The theme of this year’s World Population Day, which was recognized on July 11, was Everyone Counts.
And apart from some quibbling over the life-value of rapists, child pornographers, sex traffickers and those on murder row destined for state-sponsored capital punishment for abhorrent crimes, I think most people would agree.
The gift of life — lungs breathing in air rhythmically, blood coursing through veins, heart beating inside our chest — is a precious thing.
It’s good to be alive.
However, there is often an unspoken diabolical distaste for those unlike us when it comes sharing this planet.
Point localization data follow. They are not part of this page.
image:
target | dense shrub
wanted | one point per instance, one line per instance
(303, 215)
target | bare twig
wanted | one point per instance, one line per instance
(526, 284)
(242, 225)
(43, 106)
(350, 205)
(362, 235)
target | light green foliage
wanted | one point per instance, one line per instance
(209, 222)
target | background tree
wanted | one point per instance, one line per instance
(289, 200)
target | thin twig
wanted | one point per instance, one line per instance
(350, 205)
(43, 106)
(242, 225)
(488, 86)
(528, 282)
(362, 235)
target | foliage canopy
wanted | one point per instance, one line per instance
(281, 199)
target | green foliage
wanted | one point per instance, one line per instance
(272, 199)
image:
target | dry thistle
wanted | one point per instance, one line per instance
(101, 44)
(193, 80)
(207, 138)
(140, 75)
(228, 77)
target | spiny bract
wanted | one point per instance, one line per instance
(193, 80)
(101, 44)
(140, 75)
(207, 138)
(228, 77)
We may look down the end of our noses at the uneducated in third-world countries that have too many kids, immigrants that steal jobs from born-and-bred Canadians, or minorities for whose rights we bend over backwards to accommodate.
We may not prescribe to the hate fueled notions of a perfect race that have historically led to horrors of unimaginable proportions.
Yet we are anxious about sharing more of our personal space.
There are now 6.8 billion humans on the planet, a number that has grown exponentially from 2 billion in 1930 and will reach an estimated 8-10 billion by 2050.
Not surprisingly, there are concerns about the future sustainability of the human race.
Debates about the uncomfortable topic of overpopulation throw around numbers of the earth’s population capacity, which some experts say has already surpassed desirable levels by billions.
Even though birth rates have tailed off dramatically in many countries around the world, and some nations such as China (the world’s most populated at 1.3 billion and counting) have imposed one-child limits, the global population trend remains on the up tick.
According to the US Census Bureau, 4.2 people are born every second, compared to the 1.8 people that die.
Population control has already been embraced by many around the world in the form of birth control education, without the need for hard-and-fast rules on how many children a family can have. Smaller family units may be the new norm in the developed world, a self-congratulatory practice we often would like to impose on third-world nations that aren’t birth control savvy.
It is perhaps ironic that nations that could “afford” to have more children (if disposable income was directed toward child rearing — not big screen TVs, SUVs and cottages), but have fewer children on average, in a world where wealth is distributed in dramatic disproportion.
We must remember that the poorest 40 per cent in the world account for a mere five per cent of global wealth, while the wealthiest 20 per cent account for 75 per cent.
One blogger took exception to part of World Population Day’s thrust to provide contraceptive birth control to women in the developing world.
“The provision of birth control in the developing world strikes me as another exercise in hegemony: the reproductive choices of those in the ‘underdeveloped’ South are policed under the guise of humanitarian aid,” wrote a blogger on Defying History: Christian and Womanist Perspectives.
Besides, overpopulation can’t be entirely to blame for the planet’s problems.
“Rising consumption today is a far bigger threat to the environment than a rising head count,” said Fred Pearce in Grist Magazine. “And most of that extra consumption is still happening in rich countries that have long since given up growing their populations.”
Too many people using too many resources is a trend that’s bound to not only continue but create both greater growth and demand.
It would be un-Christian of anyone to suggest that countries outside of the Western World should not stampede after the “good life,” ala the out-of-control unsustainable consumption that we’ve built our modern way of life upon.
That truly is the dilemma the global population faces going forward.
With more mouths to feed and consumer-based lifestyles to support, we can only expect scarcity to persist, especially among those things that are necessary for survival.
That is unless we make a dramatic shift away from our current approach to consumption, which places extreme value on production and profit at the expense of equitable and sustainable life in which everyone truly counts.